Steve Delo of PAN Governance, Independent Chair of Trustees, said: “We are delighted to have locked down volatility on a significant portion of our liabilities, securing those risks which we deem material. We worked closely with JLT, as our advisors, and PIC, to shape the contract to meet our needs, which meant we were able to save a considerable amount on the premium. Our advisors were instrumental in helping us source a suitable provider and supported us throughout the negotiation process. The PIC team were positive and flexible in helping us achieve our goals.”
Tiziana Perrella, the JLT consultant who advised the Trustees on the transaction, said:
“The Trustees held matching assets which they were able to use to fund a transaction on favourable terms. Advance preparation to identify the most suitable contract structure and an efficient implementation process were crucial in achieving a positive outcome”.

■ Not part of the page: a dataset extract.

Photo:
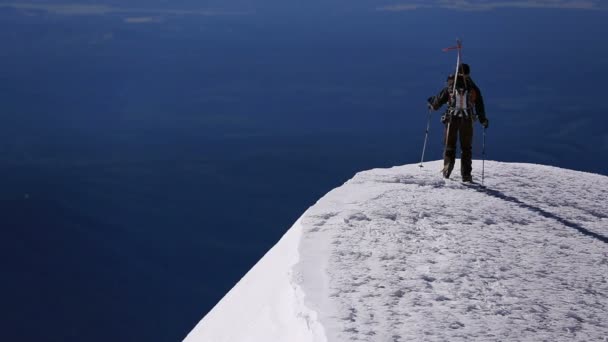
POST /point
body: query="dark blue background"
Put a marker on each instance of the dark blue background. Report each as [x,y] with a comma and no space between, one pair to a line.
[144,168]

David Collinson, co-head of business origination at Pension Insurance Corporation, said: “We are very pleased to have been able to help the Trustees achieve their goals of insuring the pensioner benefits, whilst leaving aside deflation risk. We see many schemes which would like to insure some or all of their liabilities, but are unable to afford to do so. By shaping the risks which are insured in this way, we are able to make the product more affordable, whilst removing the biggest risks, such as longevity, inflation and investment.”